Eighth, we should immediately repeal Obamacare, with the possible exception of temporarily allowing the federal exchanges to remain in existence — minus the mandates — while guaranteeing that those who wish to keep their new plans can do so. Simultaneously, we should announce a task force to cull the best ideas from the various Republicans plans already floating around (including Burr-Coburn-Hatch in the Senate and two plans, the Scalise/Republican Study Committee plan and that of Tom Price, in the House). From the start, announce that the five essentials governing our plan will be 1) portability (including across state lines), 2) equal tax treatment for plans bought on the individual market and those secured through employers, 3) patient choice, 4) low-income/high-risk subsidies of some sort, and 5) expanded health-savings-account options.

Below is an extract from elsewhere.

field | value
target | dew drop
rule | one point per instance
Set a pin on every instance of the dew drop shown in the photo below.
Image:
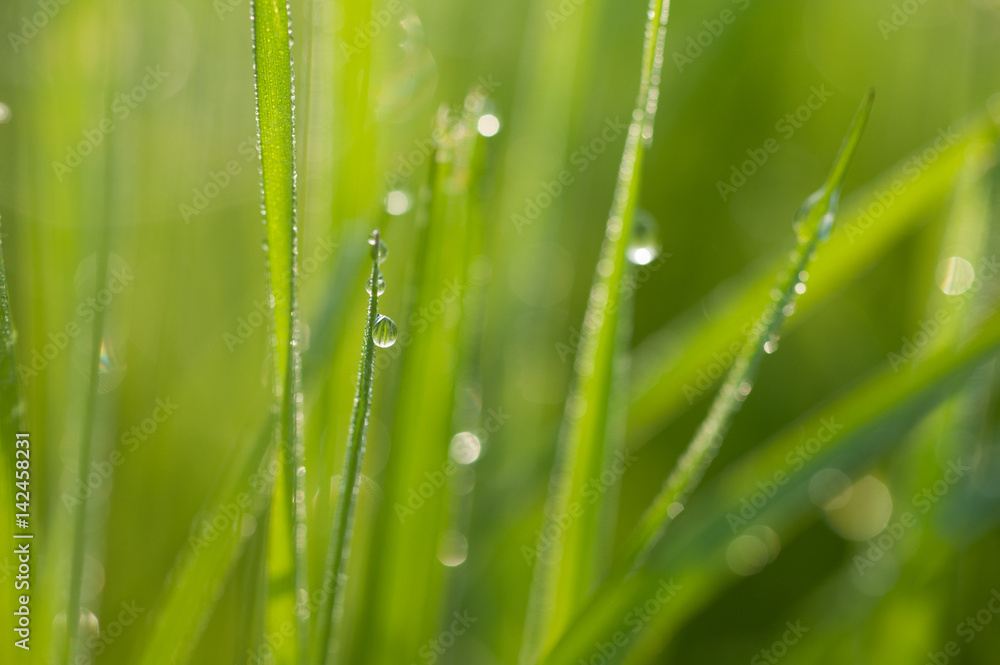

Ninth, we should revoke Obama’s executive action that effectively implemented the DREAM Act, while we firmly, even fiercely, enforce the border with Mexico and every available, practical stricture against illegals. Simultaneously, announce a task force to report back within a year on how to streamline the legal immigration process, while vastly improving the performance of the Immigration and Naturalization Service.

There: That’s a hefty list. And it doesn’t even start to address social issues and pro-family initiatives, reform of the Department of Justice and the judiciary, entitlement reform, or any number of other long-term imperatives. But, as they say in golf after a solid start, the listed items would amount to a pretty darn good front nine.